Industrial Competition

The following is a list of competitors with quotes from their own web pages. We've listed technology components where we could find them.

Accenture Technology Labs

Accenture is offering a sentiment monitoring service, "Sentiment Monitoring Services searches preferred sites or newsgroups on the Internet for opinions. Using advanced language technologies, it interprets the sentiment of the text towards a specified product or service and then provides the user with an analysis of the results. Sentiment Monitoring Services combines a search agent and a perception engine to present users with an instant gauge of market perception of any feature, product, brand or organization. The natural language processor of the perception engine achieves an accuracy of approximately 90 percent compared to opinion ratings ranked manually."

Adaptive Semantics

"ASI specializes in sentiment analysis, powered by cutting edge machine learning methods. From major blog networks, to social networks, to community reviews sites, JuLiA offers automated comment moderation, user-profiling, and a series of reporting tools to enhance and streamline the entire community moderation process."

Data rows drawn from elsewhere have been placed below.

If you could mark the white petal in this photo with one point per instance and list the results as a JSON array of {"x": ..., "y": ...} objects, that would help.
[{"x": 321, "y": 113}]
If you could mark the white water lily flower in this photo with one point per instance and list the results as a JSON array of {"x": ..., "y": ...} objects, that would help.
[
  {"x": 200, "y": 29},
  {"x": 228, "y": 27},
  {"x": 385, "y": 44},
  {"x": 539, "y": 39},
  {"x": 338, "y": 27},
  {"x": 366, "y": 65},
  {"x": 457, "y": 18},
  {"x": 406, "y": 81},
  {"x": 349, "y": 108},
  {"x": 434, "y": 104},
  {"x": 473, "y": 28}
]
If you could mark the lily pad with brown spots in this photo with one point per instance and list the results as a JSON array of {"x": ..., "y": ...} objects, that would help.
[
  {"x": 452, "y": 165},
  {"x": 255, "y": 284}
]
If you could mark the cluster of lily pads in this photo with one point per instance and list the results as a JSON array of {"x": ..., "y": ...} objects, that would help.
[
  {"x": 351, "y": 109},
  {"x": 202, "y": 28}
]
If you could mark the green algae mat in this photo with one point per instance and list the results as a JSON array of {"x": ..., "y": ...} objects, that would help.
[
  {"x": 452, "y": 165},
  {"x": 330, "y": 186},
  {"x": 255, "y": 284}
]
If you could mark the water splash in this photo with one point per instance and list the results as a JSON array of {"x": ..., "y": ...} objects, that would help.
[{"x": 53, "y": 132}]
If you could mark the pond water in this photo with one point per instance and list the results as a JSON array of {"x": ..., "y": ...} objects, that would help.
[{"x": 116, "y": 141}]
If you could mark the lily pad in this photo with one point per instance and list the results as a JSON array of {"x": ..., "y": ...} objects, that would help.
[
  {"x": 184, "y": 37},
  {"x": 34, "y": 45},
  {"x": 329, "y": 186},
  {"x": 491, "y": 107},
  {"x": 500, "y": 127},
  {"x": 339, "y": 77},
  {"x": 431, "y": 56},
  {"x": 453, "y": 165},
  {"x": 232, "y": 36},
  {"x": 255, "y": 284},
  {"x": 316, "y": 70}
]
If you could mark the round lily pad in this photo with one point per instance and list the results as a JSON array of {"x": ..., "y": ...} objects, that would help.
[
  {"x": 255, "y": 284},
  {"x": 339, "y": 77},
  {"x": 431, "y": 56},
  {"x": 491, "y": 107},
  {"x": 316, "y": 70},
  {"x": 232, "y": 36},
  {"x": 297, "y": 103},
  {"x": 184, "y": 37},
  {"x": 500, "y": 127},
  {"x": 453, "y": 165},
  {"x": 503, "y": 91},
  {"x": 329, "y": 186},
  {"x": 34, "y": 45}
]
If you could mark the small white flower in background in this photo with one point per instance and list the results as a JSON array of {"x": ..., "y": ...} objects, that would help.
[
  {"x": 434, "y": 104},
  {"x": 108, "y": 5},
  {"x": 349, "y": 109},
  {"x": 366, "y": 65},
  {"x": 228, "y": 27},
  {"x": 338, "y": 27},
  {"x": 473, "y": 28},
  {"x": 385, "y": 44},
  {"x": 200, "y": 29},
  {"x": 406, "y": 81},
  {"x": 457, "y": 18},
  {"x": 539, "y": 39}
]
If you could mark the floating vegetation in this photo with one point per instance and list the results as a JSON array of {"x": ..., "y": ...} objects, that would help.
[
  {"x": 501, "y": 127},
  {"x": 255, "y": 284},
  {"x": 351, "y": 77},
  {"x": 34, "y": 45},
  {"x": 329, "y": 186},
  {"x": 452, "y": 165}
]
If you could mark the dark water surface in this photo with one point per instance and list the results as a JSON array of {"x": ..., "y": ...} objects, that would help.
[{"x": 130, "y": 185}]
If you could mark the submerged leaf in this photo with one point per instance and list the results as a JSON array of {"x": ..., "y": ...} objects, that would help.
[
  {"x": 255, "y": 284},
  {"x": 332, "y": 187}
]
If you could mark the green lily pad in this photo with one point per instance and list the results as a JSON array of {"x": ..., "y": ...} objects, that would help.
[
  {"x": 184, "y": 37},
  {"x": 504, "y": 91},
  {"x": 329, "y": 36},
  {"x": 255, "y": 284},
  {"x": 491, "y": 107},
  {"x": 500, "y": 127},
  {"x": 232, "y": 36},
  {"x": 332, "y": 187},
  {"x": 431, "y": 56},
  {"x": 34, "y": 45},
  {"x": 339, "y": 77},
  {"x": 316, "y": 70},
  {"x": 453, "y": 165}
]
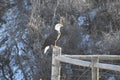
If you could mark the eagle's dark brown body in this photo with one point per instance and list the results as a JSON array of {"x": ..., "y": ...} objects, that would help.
[{"x": 50, "y": 39}]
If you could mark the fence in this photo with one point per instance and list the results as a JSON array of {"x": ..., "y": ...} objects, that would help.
[{"x": 79, "y": 60}]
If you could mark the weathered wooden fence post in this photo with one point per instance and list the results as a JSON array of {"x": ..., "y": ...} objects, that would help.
[
  {"x": 55, "y": 74},
  {"x": 95, "y": 71}
]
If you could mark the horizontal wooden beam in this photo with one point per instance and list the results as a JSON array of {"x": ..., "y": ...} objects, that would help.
[
  {"x": 89, "y": 57},
  {"x": 88, "y": 63}
]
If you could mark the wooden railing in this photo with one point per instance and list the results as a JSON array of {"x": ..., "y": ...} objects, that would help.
[{"x": 94, "y": 63}]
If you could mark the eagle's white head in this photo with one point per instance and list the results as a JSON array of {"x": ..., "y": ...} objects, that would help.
[{"x": 58, "y": 26}]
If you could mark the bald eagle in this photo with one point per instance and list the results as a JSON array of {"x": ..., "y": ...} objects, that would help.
[{"x": 52, "y": 38}]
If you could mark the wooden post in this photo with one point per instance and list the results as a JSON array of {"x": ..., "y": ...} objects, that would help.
[
  {"x": 55, "y": 74},
  {"x": 95, "y": 71}
]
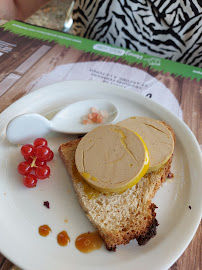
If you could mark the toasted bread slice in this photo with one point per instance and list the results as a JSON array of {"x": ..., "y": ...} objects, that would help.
[{"x": 118, "y": 217}]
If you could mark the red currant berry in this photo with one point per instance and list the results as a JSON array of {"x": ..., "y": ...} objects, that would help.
[
  {"x": 40, "y": 142},
  {"x": 28, "y": 159},
  {"x": 51, "y": 156},
  {"x": 40, "y": 162},
  {"x": 30, "y": 180},
  {"x": 27, "y": 150},
  {"x": 42, "y": 172},
  {"x": 24, "y": 168},
  {"x": 43, "y": 152}
]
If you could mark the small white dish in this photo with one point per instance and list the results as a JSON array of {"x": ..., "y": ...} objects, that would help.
[
  {"x": 26, "y": 127},
  {"x": 22, "y": 210}
]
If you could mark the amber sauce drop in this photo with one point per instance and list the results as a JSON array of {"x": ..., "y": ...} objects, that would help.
[
  {"x": 88, "y": 242},
  {"x": 63, "y": 238},
  {"x": 44, "y": 230}
]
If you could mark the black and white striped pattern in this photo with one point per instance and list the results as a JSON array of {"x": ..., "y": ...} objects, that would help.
[{"x": 170, "y": 29}]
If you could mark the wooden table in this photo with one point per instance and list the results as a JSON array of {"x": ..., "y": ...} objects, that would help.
[{"x": 49, "y": 55}]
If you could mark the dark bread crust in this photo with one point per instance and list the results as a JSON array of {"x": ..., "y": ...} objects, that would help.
[{"x": 149, "y": 223}]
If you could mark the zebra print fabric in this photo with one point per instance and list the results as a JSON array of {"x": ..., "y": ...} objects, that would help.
[{"x": 170, "y": 29}]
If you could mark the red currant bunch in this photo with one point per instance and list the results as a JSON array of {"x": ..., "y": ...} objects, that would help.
[{"x": 34, "y": 167}]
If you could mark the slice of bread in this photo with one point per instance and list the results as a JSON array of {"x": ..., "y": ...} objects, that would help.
[{"x": 118, "y": 217}]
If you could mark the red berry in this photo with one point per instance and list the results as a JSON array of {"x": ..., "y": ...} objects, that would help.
[
  {"x": 24, "y": 168},
  {"x": 27, "y": 150},
  {"x": 30, "y": 180},
  {"x": 42, "y": 172},
  {"x": 28, "y": 159},
  {"x": 40, "y": 162},
  {"x": 51, "y": 156},
  {"x": 43, "y": 152},
  {"x": 40, "y": 142}
]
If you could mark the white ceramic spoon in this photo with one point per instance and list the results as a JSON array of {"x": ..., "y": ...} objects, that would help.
[{"x": 27, "y": 127}]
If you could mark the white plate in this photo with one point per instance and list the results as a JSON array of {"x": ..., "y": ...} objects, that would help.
[{"x": 22, "y": 210}]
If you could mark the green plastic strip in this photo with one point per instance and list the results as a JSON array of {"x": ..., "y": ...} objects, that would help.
[{"x": 90, "y": 46}]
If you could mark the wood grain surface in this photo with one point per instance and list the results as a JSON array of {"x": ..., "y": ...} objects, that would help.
[{"x": 21, "y": 68}]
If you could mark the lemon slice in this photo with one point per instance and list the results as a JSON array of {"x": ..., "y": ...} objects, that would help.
[
  {"x": 157, "y": 137},
  {"x": 112, "y": 158}
]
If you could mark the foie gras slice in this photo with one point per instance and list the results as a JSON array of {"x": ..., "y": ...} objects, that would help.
[
  {"x": 157, "y": 137},
  {"x": 112, "y": 158}
]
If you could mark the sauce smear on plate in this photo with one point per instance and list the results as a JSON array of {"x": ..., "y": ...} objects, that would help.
[
  {"x": 44, "y": 230},
  {"x": 63, "y": 238},
  {"x": 88, "y": 242}
]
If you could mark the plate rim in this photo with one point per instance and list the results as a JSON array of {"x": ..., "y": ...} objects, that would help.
[{"x": 11, "y": 109}]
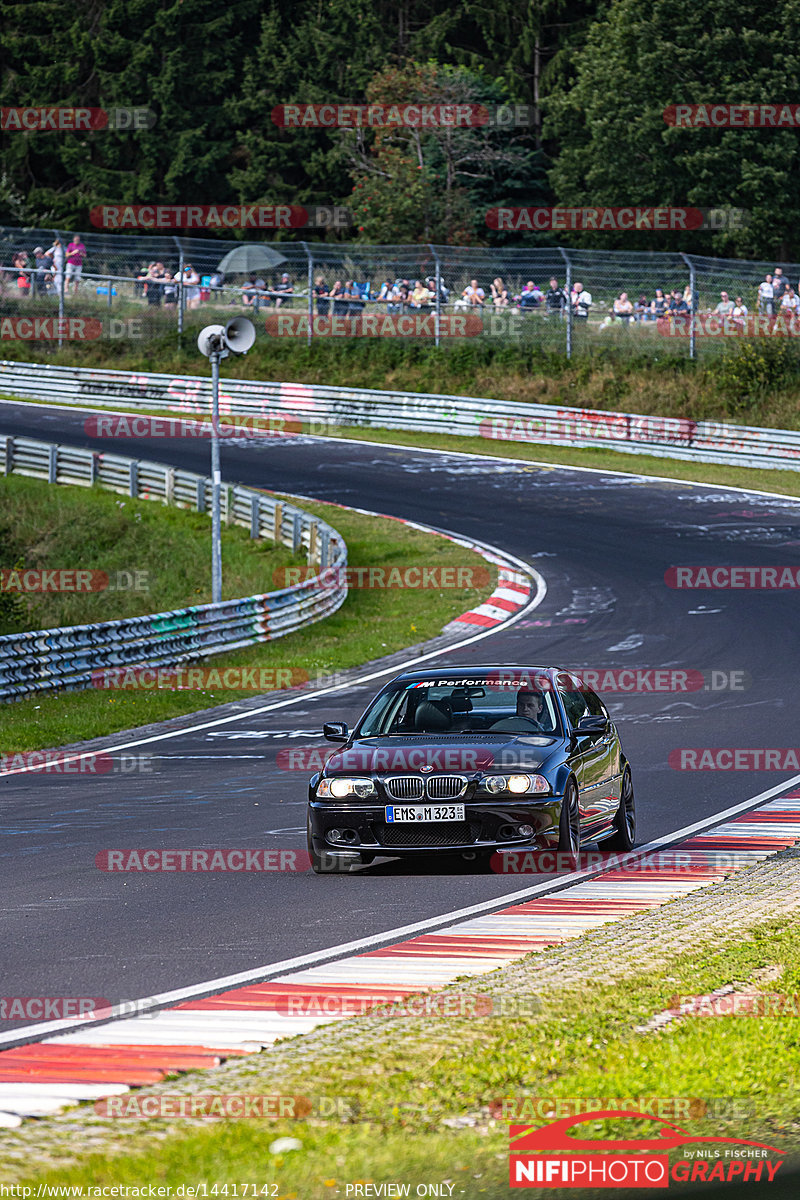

"The Huffington Post has acquired Adaptive Semantics, its first purchase of another company. HuffPo wants to use Adaptive Semantics software, which provides learning and sentiment analysis technology to continue to scale community and work in tandem with the site's team of human moderators."

A-Life Medical

"A-Life Medical’s patented Natural Language Processing (NLP) technology utilizes proprietary knowledge-bases of more than ten million facts to automate the coding process. Our technology combined with our software solutions and services are dramatically changing the way healthcare codes, submits claims, collects reimbursement, as well as improving patient care."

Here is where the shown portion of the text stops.